Le régime fiscal de la dissolution sans liquidation prévu par l’article 1844-5 du code civil (11), tel que modifié par la loi du 15 mai 2001, présente les mêmes ambiguïtés. Lorsqu’une société détient 100 % d’une autre société, il existe deux manières de l’absorber : la première en opérant une fusion avec tout le formalisme que cela entraîne, la seconde en se plaçant sous le régime du code civil, ce qui implique seulement pour l’actionnaire unique de déclarer qu’il décide d’absorber sa filiale. Ces deux textes différents recevaient traditionnellement des applications différentes. L’administration fiscale a longtemps considéré que les dissolutions sans liquidation ne pouvaient se voir appliquer le régime fiscal favorable de la fusion caractérisée par la neutralité de l’opération. Mais, dans une loi de finances initiale, la procédure des dissolutions sans liquidation a été étendue aux cas de fusions (12). Reste le problème de savoir si, dans le cas d’une dissolution pour fusion, l’entreprise qui absorbe la société filiale peut faire jouer la rétroactivité fiscale. Interrogée, l’administration fiscale a renvoyé la solution de cette question à la Chancellerie, qui, depuis des mois, n’a toujours pas répondu.
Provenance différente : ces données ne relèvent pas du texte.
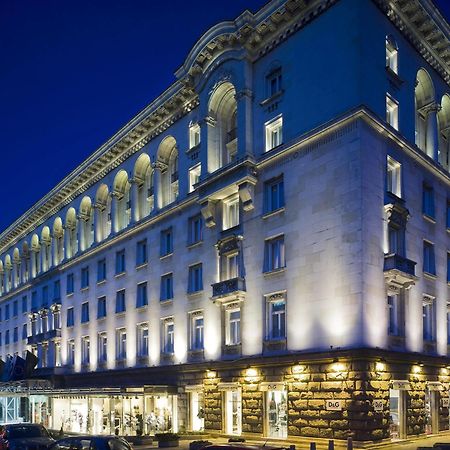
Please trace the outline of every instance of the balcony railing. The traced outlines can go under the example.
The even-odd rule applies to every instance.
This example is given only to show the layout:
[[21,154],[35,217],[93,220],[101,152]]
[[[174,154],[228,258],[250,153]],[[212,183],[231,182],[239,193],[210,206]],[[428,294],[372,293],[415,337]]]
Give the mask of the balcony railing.
[[224,297],[237,292],[245,292],[245,279],[244,278],[231,278],[230,280],[219,281],[212,285],[213,297]]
Le président Pascal CLÉMENT : Dans quels cas peut-on faire jouer la rétroactivité fiscale ?

M. Dominique GERRY : Prenons le cas d’une société qui décide une dissolution pour fusion le 30 juin 2003. En l’absence de rétroactivité, la société absorbée devra faire une déclaration fiscale. Si elle déclare des pertes, ces dernières ne pourront être imputées sur les résultats éventuellement excédentaires de la société absorbante. Les avantages fiscaux tirés de la déclaration de pertes seront perdus. Si le principe de la rétroactivité peut être actionné, dans le cas d’espèce, vous donnez la possibilité à la société absorbante de déduire de ses bénéfices réalisés, à partir du 1er janvier de l’exercice en cours, les pertes subies par la société absorbée. Dans les fusions classiques, la rétroactivité est de mise : l’administration fiscale et le Conseil d’État l’ont toujours admis.

Notre régime des nullités des sociétés n’apparaît pas conforme à la directive n° 68/851 du 9 mars 1968 (13). Son champ d’application dépasse le cadre fixé par le texte européen. Une mise en conformité paraîtrait donc opportune dans ce domaine. En outre.

Les sociétés assurent leurs administrateurs au titre de leur responsabilité civile. Elles payent donc les primes d’assurance. Lorsque les administrateurs ont la qualité de dirigeant, ces primes sont déclarées comme des avantages en nature. Lorsque ce sont de simples administrateurs, elles ne sont généralement pas déclarées. Est-ce susceptible de constituer un abus de bien social ? Récemment, un de nos clients, coté à New York, a découvert que les polices d’assurance coûtaient des sommes colossales aux États-Unis. La filiale payait. Les sommes étaient déclarées comme des avantages en nature. Les administrateurs risquent donc d’être imposés sur des sommes qu’ils n’ont pas touchées.

Par ailleurs, la réalité économique et fiscale constituée par les groupes manque de reconnaissance juridique. Il existe, en effet, des problèmes de protection des actionnaires minoritaires et des tiers, qui mériteraient d’être relevés. Nous sommes souvent consultés par des filiales françaises de groupes mondiaux auxquelles on demande de cautionner des emprunts contractés au niveau du groupe. Est-ce normal que les filiales cautionnent des emprunts du groupe, dont elles tirent la plupart du temps avantage ? C’est la problématique de l’arrêt Rozenblum en vertu duquel les flux intergroupes ne sont admis qu’à la condition qu’il existe une politique de groupe (14) : le concours apporté ne doit ni être démuni de contrepartie ou rompre l’équilibre entre les engagements respectifs des diverses sociétés concernées, ni excéder les possibilités financières de celle qui en supporte la charge.

Enfin, j’estime nécessaire de compléter les mesures de protection des actionnaires et des tiers, notamment en simplifiant les dispositifs existants. Un nombre grandissant d’informations doit être remis aux assemblées. Cette information est répartie entre différents documents, dont les destinataires ne sont pas toujours les mêmes. Certains documents, par exemple les annexes financières, la liste des conventions courantes, le rapport sur les stock options, le rapport du président, devraient être mieux structurés.